A prisão seletiva é método recorrente. Ela não busca justiça; busca pedagogia. Ensina aos demais o preço da desobediência. O mesmo mecanismo aparece na perseguição a Julian Assange, nas extradições assimétricas, nas sanções que punem povos inteiros. A punição não é jurídica; é política.
Guantánamo permanece como símbolo máximo dessa ruptura civilizacional. Uma prisão fora do direito, em território ocupado, onde pessoas ficaram décadas sem acusação formal, sem julgamento e sem garantias legais. Um campo de exceção moderno que expõe o colapso ético do discurso democrático ocidental. Como falar em direitos humanos com Guantánamo aberto? Como celebrar prisões seletivas como atos civilizatórios?
A seletividade moral se repete nas alianças. Ditaduras são toleradas quando garantem petróleo, rotas comerciais e estabilidade para o capital. A Arábia Saudita, regime brutal, responsável por assassinatos políticos e pela devastação do Iêmen, jamais foi tratada como ameaça à democracia. Ditadores só se tornam problema quando desobedecem.
No plano global, a invasão da Ucrânia pela Rússia é criminosa e deve ser denunciada sem relativizações. Trata-se de uma violação clara do direito internacional. Contudo, a indignação seletiva do Ocidente compromete sua credibilidade. Onde estavam as sanções quando o Iraque foi invadido? Onde estava a comoção quando drones norte-americanos matavam famílias inteiras no Oriente Médio? Se o crime depende do passaporte de quem o comete, não é justiça — é propaganda.
O cerco a Taiwan revela que o mundo vive uma nova Guerra Fria, agora multipolar. Não se trata de disputa ideológica, mas de controle de tecnologia, semicondutores, dados, rotas marítimas e cadeias produtivas. Estados Unidos e China disputam poder. Os valores são retórica. O risco de escalada militar é estrutural — e, como sempre, os povos pagarão a conta.
Na América Latina, o velho fantasma do comunismo volta a ser agitado. A extrema-direita recicla o discurso do narcoterrorismo para criminalizar políticas sociais, movimentos populares e governos eleitos. Trata-se da atualização da doutrina da guerra interna. Não se combate o crime organizado com slogans ideológicos, mas com justiça social, políticas públicas e redução das desigualdades que o próprio capitalismo produz.
Enquanto isso, o neoliberalismo permanece blindado. Não é tratado como ideologia, mas como natureza. Seus fracassos são naturalizados; suas vítimas, culpabilizadas. Ele opera como uma teologia secular: transforma o mercado em dogma, a austeridade em virtude e o sofrimento social em sacrifício necessário. Questioná-lo vira heresia. Aceitá-lo, mesmo diante do colapso social e climático, vira “realismo”.
A verdade incômoda é que muitos conflitos contemporâneos têm raízes diretas na disputa por recursos naturais — petróleo, gás, lítio, água, rotas estratégicas e tecnologia. Controle energético significa poder. A democracia só é invocada quando serve a esse objetivo. Quando atrapalha, é descartada.
A história ensina que impérios não caem por falta de força militar, mas por excesso de arrogância. Roma, Espanha, Inglaterra — todos ruíram corroídos por dentro. Os Estados Unidos acumulam guerras, sanções e alianças espúrias que corroem sua autoridade moral. Isso não absolve autoritarismos rivais nem romantiza regimes opressivos de outro sinal ideológico. Obriga, porém, a romper com a narrativa infantil que divide o mundo entre “bons” e “maus” conforme a conveniência do mercado.

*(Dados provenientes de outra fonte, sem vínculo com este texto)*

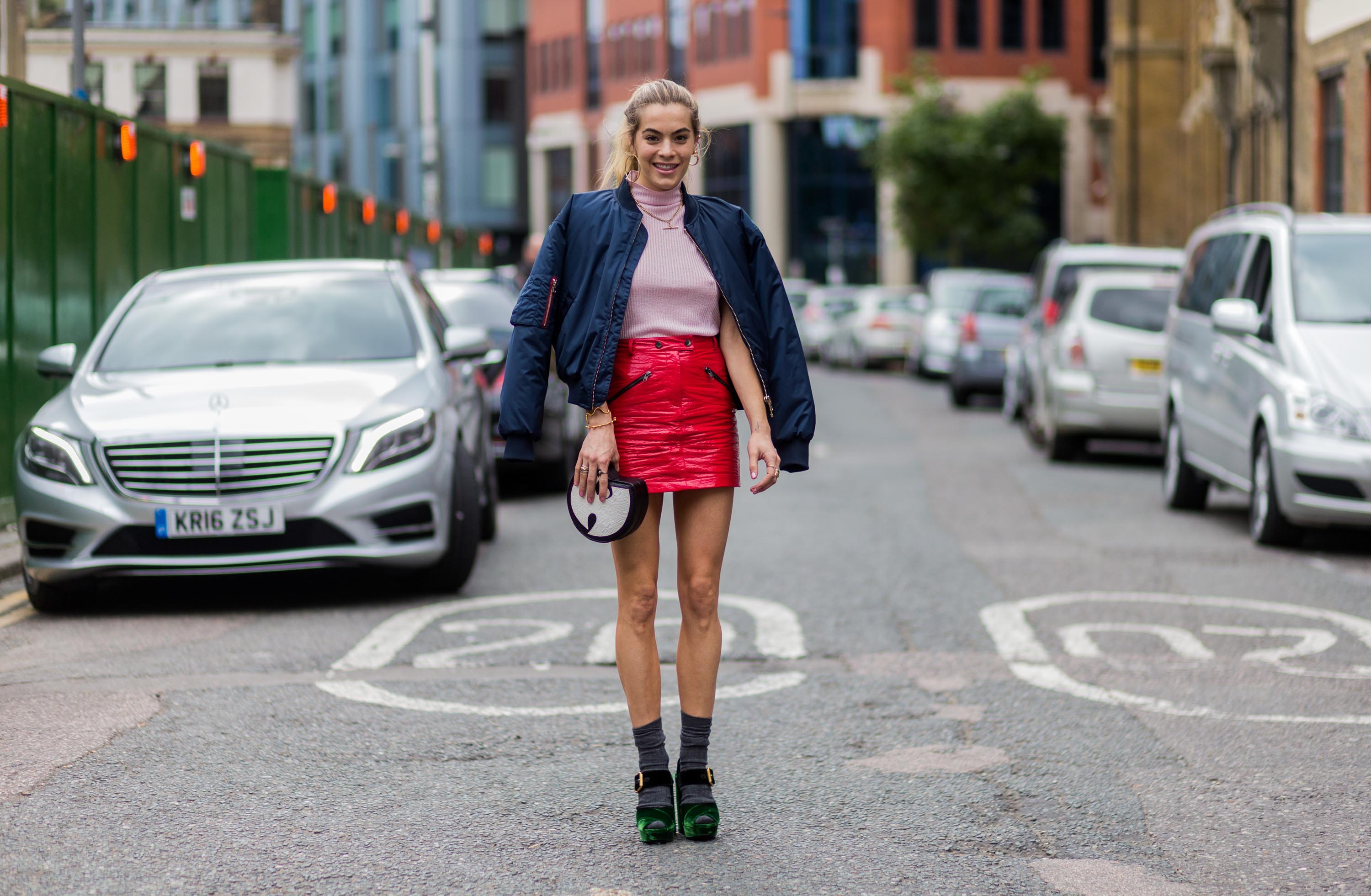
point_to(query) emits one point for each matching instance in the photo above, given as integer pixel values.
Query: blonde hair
(661, 92)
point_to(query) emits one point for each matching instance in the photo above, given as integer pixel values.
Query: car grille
(214, 467)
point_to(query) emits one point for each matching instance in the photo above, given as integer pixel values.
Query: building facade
(419, 102)
(794, 91)
(224, 69)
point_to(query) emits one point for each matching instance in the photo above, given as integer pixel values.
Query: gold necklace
(665, 221)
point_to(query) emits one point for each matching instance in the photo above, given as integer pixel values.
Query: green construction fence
(80, 225)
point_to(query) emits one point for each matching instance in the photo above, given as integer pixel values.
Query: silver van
(1269, 369)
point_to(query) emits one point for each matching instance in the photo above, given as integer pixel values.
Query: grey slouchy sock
(694, 755)
(652, 757)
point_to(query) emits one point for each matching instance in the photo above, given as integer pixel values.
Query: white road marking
(547, 631)
(602, 647)
(1077, 642)
(778, 636)
(1030, 661)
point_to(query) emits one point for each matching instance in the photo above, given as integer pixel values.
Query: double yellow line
(16, 609)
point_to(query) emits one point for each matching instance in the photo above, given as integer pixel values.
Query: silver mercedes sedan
(243, 419)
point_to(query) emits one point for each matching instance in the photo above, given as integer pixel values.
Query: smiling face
(664, 144)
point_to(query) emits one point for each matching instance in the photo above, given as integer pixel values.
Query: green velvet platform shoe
(700, 821)
(654, 824)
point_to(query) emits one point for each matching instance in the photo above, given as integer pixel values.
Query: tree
(967, 184)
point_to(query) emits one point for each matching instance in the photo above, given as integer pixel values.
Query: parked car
(874, 329)
(1267, 380)
(489, 303)
(1103, 362)
(244, 419)
(1056, 275)
(986, 332)
(816, 321)
(934, 342)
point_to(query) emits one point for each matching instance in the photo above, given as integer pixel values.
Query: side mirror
(1237, 317)
(58, 362)
(465, 343)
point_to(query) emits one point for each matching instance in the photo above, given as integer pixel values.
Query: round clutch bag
(613, 518)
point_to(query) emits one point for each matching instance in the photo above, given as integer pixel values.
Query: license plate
(206, 522)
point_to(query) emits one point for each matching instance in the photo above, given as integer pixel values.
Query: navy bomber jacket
(578, 292)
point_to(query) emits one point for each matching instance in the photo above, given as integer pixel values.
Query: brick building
(794, 90)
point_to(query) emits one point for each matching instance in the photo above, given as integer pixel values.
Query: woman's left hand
(761, 448)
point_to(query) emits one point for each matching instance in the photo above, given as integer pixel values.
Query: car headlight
(1322, 414)
(55, 456)
(398, 439)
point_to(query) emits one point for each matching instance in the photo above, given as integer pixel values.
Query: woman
(665, 313)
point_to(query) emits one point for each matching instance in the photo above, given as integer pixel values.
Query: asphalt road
(1189, 714)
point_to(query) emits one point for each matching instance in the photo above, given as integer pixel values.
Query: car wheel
(1181, 482)
(1265, 518)
(490, 511)
(59, 596)
(464, 532)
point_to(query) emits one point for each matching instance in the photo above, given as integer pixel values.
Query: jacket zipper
(547, 312)
(733, 392)
(617, 283)
(771, 412)
(641, 380)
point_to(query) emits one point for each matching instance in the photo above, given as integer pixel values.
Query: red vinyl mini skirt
(675, 417)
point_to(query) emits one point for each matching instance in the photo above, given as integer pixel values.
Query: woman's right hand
(598, 452)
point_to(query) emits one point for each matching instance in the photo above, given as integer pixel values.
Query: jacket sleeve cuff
(519, 448)
(794, 455)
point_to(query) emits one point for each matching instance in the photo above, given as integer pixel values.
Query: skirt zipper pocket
(639, 382)
(727, 384)
(547, 312)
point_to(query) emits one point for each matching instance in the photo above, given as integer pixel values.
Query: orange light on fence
(195, 158)
(128, 142)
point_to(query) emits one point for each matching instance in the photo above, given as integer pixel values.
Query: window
(728, 166)
(926, 24)
(1053, 27)
(500, 183)
(1211, 273)
(1099, 40)
(150, 83)
(498, 98)
(968, 24)
(214, 92)
(1012, 24)
(558, 180)
(1332, 142)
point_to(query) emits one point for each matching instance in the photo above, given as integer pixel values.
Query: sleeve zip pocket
(547, 312)
(727, 384)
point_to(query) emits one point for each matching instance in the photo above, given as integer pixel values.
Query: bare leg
(702, 517)
(635, 636)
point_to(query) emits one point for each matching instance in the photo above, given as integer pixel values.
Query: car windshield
(1136, 309)
(319, 317)
(1011, 302)
(1332, 272)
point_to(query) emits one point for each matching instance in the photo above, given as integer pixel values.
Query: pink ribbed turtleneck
(674, 292)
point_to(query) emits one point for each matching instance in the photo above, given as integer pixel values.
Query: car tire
(1181, 482)
(1266, 522)
(464, 532)
(59, 596)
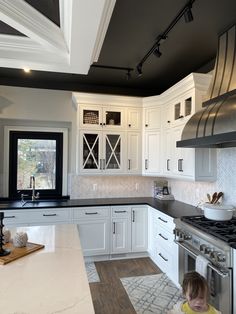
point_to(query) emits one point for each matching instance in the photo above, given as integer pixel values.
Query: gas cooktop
(224, 230)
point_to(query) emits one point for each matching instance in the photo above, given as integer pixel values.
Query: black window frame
(14, 193)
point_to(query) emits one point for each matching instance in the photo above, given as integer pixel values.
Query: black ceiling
(133, 29)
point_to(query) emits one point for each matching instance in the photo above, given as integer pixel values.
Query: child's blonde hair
(195, 284)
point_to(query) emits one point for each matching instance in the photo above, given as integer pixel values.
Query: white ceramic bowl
(218, 212)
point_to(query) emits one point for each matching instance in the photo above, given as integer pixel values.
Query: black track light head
(128, 75)
(139, 69)
(157, 52)
(188, 16)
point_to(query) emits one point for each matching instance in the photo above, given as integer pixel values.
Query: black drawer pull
(165, 259)
(93, 213)
(163, 237)
(165, 221)
(49, 215)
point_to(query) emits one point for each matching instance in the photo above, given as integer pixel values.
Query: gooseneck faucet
(32, 186)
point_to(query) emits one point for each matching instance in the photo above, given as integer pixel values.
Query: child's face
(199, 304)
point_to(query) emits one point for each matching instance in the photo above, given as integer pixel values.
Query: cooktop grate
(224, 230)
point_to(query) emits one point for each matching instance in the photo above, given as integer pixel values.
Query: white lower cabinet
(139, 228)
(94, 229)
(129, 229)
(121, 235)
(162, 249)
(94, 237)
(31, 217)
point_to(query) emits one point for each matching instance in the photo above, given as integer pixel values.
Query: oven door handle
(223, 274)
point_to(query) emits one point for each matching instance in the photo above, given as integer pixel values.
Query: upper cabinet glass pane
(113, 117)
(90, 151)
(113, 151)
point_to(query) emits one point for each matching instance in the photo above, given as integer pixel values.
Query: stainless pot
(218, 211)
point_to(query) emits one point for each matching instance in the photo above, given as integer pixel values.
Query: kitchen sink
(41, 202)
(4, 205)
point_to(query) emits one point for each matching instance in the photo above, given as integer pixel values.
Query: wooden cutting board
(19, 252)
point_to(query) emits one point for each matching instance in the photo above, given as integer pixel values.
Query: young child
(196, 292)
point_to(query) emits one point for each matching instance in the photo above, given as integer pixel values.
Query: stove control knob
(207, 250)
(187, 237)
(202, 247)
(220, 257)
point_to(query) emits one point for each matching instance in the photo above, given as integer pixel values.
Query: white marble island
(51, 280)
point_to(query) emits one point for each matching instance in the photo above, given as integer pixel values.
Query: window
(38, 154)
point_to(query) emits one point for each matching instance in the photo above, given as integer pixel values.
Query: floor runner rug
(152, 294)
(91, 272)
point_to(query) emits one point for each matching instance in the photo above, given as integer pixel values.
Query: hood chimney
(215, 124)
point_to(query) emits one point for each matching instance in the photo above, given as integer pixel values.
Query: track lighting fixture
(157, 52)
(139, 69)
(128, 70)
(128, 75)
(188, 16)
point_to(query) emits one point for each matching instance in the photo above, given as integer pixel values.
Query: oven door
(219, 282)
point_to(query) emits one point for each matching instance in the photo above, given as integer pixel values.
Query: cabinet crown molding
(111, 100)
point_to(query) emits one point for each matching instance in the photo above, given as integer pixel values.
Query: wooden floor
(109, 296)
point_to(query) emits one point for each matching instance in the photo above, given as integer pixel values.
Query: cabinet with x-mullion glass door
(101, 117)
(101, 152)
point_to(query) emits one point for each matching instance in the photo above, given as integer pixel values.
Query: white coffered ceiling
(70, 48)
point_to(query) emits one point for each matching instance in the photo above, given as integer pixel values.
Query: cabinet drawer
(121, 211)
(165, 238)
(50, 215)
(165, 221)
(12, 217)
(90, 212)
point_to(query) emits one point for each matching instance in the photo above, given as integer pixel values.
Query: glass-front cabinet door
(113, 118)
(98, 117)
(90, 117)
(101, 152)
(112, 151)
(90, 146)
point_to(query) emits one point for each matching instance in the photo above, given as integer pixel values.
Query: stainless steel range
(197, 235)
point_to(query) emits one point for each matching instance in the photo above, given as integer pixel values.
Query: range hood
(215, 124)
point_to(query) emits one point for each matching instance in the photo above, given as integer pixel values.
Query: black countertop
(174, 209)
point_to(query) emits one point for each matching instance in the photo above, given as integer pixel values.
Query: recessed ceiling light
(26, 70)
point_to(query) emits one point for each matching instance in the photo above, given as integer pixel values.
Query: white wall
(38, 107)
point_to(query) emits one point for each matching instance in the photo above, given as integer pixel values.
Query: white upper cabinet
(101, 117)
(101, 152)
(134, 152)
(152, 118)
(134, 119)
(152, 153)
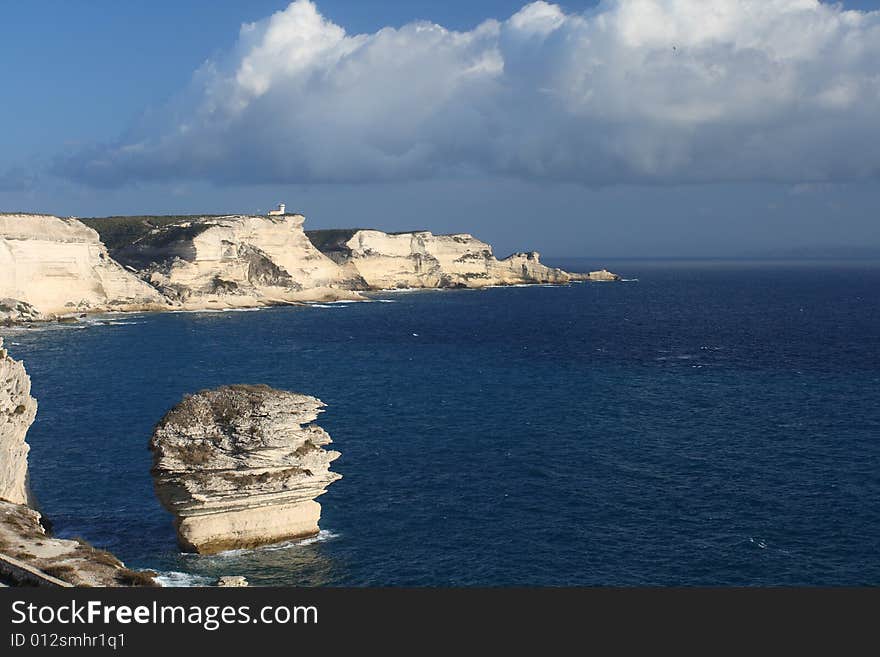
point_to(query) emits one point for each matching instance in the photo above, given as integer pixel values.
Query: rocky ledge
(425, 260)
(234, 261)
(28, 553)
(241, 466)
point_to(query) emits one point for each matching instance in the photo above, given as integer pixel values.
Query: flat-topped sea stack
(241, 466)
(232, 261)
(424, 260)
(54, 266)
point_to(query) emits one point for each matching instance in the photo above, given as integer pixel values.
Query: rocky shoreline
(29, 554)
(239, 466)
(54, 268)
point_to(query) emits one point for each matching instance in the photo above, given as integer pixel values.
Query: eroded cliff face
(27, 551)
(59, 266)
(425, 260)
(237, 261)
(241, 466)
(17, 412)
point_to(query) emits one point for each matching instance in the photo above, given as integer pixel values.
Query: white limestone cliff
(241, 466)
(17, 412)
(425, 260)
(59, 266)
(237, 261)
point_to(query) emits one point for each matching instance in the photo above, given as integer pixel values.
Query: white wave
(176, 579)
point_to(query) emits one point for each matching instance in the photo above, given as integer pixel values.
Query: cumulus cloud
(633, 91)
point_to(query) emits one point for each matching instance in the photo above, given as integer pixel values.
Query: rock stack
(241, 466)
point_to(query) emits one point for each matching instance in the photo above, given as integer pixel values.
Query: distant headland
(53, 267)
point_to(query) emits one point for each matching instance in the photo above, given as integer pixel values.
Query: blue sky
(101, 82)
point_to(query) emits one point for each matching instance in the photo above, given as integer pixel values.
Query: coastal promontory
(29, 554)
(240, 466)
(54, 266)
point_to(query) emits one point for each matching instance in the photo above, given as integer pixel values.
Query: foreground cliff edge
(241, 466)
(53, 267)
(29, 555)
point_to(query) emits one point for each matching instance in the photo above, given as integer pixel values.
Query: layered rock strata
(26, 548)
(17, 412)
(236, 261)
(425, 260)
(241, 466)
(603, 276)
(55, 266)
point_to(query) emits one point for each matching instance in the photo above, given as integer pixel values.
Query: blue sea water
(712, 423)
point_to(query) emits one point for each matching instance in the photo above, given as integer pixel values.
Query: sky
(621, 128)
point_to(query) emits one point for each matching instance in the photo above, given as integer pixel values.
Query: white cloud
(632, 91)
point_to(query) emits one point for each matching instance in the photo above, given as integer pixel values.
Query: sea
(700, 423)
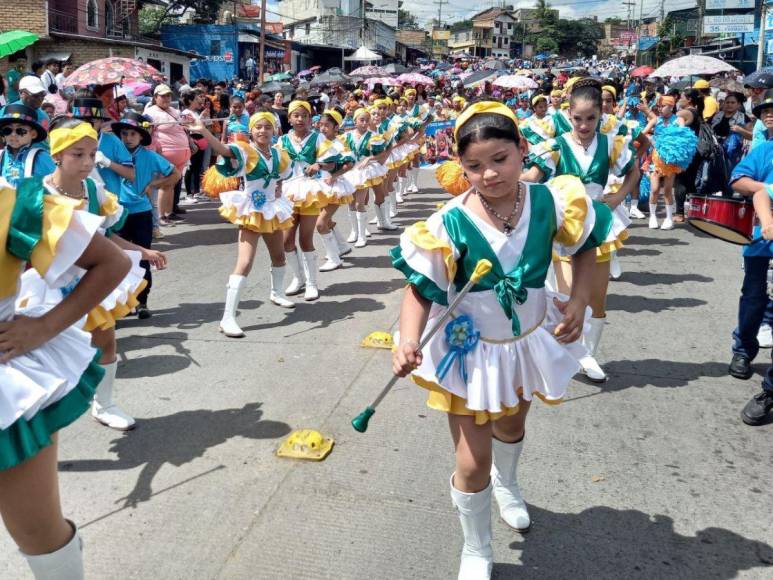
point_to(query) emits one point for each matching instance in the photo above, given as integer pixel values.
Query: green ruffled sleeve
(424, 286)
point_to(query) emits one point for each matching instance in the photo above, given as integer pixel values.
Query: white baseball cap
(32, 85)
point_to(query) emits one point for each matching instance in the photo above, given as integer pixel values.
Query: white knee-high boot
(296, 284)
(591, 339)
(362, 230)
(504, 479)
(310, 271)
(228, 324)
(277, 284)
(353, 221)
(64, 564)
(333, 261)
(475, 516)
(343, 247)
(103, 409)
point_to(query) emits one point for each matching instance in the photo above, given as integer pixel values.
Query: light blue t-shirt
(147, 166)
(757, 165)
(12, 166)
(114, 149)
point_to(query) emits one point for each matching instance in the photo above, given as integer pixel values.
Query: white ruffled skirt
(239, 209)
(501, 366)
(37, 379)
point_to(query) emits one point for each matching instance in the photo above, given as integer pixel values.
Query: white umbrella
(693, 64)
(364, 54)
(515, 82)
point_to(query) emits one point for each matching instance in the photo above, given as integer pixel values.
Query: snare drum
(729, 219)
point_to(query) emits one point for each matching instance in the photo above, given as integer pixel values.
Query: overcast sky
(456, 10)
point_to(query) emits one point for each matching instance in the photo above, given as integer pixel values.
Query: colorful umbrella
(692, 64)
(515, 82)
(15, 40)
(642, 71)
(110, 71)
(370, 70)
(415, 79)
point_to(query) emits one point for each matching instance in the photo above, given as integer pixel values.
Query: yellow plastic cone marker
(306, 444)
(378, 339)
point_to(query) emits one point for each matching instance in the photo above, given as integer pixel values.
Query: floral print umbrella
(111, 71)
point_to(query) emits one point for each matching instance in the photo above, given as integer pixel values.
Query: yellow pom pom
(214, 183)
(451, 177)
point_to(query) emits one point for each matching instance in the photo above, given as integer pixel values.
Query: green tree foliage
(406, 20)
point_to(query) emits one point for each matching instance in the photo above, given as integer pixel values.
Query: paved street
(651, 475)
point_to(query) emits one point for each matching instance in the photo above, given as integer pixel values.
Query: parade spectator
(13, 76)
(172, 142)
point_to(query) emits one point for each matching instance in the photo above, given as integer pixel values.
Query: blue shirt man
(147, 166)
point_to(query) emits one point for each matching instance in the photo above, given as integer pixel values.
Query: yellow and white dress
(260, 206)
(123, 299)
(308, 194)
(50, 386)
(500, 343)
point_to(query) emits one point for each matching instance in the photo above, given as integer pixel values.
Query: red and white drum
(729, 219)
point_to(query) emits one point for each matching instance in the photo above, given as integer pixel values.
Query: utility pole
(761, 45)
(440, 10)
(262, 41)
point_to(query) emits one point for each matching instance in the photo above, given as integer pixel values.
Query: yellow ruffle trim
(420, 236)
(255, 222)
(441, 400)
(450, 176)
(102, 319)
(214, 183)
(575, 204)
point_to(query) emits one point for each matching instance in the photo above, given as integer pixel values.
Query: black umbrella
(761, 79)
(395, 68)
(480, 76)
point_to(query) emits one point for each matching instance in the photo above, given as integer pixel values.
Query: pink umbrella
(415, 79)
(515, 82)
(383, 81)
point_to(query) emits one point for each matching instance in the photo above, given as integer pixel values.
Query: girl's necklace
(506, 221)
(67, 193)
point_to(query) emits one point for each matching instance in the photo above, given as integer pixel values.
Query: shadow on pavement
(655, 241)
(636, 304)
(652, 278)
(176, 440)
(605, 543)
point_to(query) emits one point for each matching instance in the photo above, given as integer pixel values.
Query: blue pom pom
(675, 144)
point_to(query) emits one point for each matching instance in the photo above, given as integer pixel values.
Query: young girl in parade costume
(381, 192)
(339, 190)
(588, 153)
(48, 369)
(539, 127)
(310, 152)
(674, 149)
(260, 210)
(365, 146)
(22, 156)
(73, 147)
(483, 369)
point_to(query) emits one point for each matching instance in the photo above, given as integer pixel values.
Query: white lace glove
(102, 160)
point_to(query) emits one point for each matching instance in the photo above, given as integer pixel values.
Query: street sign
(728, 23)
(729, 4)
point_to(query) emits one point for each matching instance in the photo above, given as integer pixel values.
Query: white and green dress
(500, 343)
(607, 157)
(49, 387)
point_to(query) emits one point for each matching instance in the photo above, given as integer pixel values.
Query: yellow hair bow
(295, 105)
(262, 116)
(488, 107)
(61, 139)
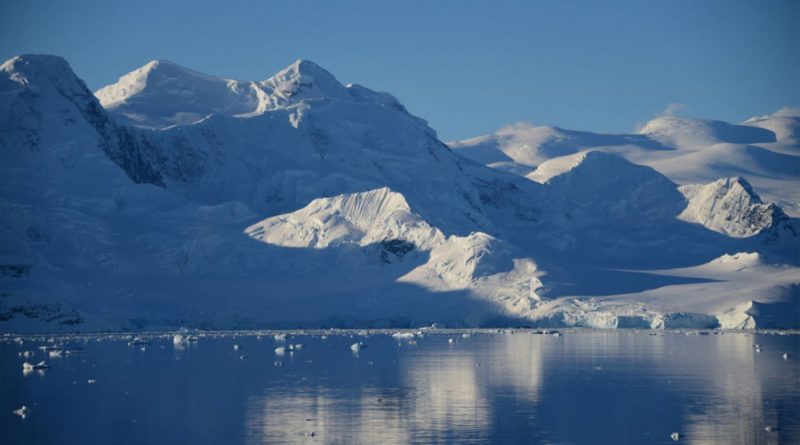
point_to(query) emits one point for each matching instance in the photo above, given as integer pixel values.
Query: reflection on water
(522, 387)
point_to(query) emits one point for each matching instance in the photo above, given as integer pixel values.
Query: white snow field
(177, 199)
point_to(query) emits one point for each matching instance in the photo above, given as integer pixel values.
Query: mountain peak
(304, 79)
(32, 68)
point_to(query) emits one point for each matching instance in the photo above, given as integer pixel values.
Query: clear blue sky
(467, 67)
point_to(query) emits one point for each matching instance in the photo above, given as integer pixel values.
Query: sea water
(522, 386)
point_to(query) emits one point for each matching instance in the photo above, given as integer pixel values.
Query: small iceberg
(22, 412)
(179, 340)
(30, 367)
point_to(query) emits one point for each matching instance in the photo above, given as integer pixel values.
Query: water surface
(581, 387)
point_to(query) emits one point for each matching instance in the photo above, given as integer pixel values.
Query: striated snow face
(361, 218)
(161, 94)
(729, 206)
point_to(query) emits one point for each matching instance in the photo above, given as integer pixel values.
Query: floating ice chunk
(138, 341)
(179, 340)
(22, 411)
(30, 367)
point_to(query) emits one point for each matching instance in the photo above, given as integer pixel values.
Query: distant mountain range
(176, 199)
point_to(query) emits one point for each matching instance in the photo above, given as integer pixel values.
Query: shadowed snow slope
(302, 202)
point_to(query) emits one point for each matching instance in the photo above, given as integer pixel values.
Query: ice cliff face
(190, 200)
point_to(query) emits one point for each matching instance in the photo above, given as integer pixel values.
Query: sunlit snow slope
(173, 198)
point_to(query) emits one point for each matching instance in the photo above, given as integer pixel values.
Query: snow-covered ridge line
(332, 206)
(162, 94)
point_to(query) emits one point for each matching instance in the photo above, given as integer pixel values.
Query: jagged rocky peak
(730, 206)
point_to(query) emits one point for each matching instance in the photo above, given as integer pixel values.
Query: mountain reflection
(584, 387)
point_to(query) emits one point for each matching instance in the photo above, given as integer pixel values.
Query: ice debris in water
(30, 367)
(179, 340)
(22, 412)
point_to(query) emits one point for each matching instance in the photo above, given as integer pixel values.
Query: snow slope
(299, 201)
(764, 150)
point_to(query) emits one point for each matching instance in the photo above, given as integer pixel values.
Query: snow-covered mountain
(763, 149)
(173, 198)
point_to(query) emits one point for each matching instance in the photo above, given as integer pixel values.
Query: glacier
(177, 199)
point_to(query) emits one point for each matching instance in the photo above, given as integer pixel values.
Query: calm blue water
(607, 387)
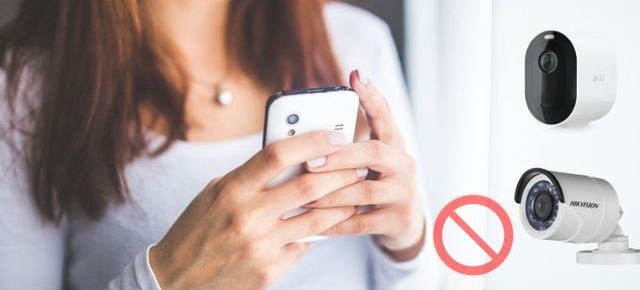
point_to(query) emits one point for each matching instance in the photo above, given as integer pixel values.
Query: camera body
(567, 207)
(569, 79)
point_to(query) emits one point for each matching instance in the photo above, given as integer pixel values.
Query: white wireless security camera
(577, 209)
(569, 80)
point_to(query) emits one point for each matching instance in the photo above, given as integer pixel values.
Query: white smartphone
(290, 113)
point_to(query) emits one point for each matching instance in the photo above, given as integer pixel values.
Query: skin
(232, 236)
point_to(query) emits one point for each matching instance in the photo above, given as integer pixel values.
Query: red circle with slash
(496, 258)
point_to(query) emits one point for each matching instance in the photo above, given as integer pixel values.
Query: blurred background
(464, 64)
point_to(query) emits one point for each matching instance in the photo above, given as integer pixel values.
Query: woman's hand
(397, 218)
(232, 236)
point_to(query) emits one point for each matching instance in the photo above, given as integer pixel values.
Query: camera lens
(548, 61)
(293, 119)
(542, 205)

O maior perigo do nosso tempo não é o comunismo, nem o terrorismo, nem a China ou a Rússia. O maior perigo é a normalização de um mundo em que a lei serve aos fortes, a guerra vira virtude e a prisão seletiva substitui tribunais. Quando a força define a justiça, o problema não é a ausência de democracia — é o excesso de império. Enquanto essa lógica não for enfrentada, novos inimigos invisíveis continuarão sendo fabricados, novas guerras legitimadas, novos povos sacrificados. E, como sempre, serão os povos — e não os impérios — que pagarão o preço.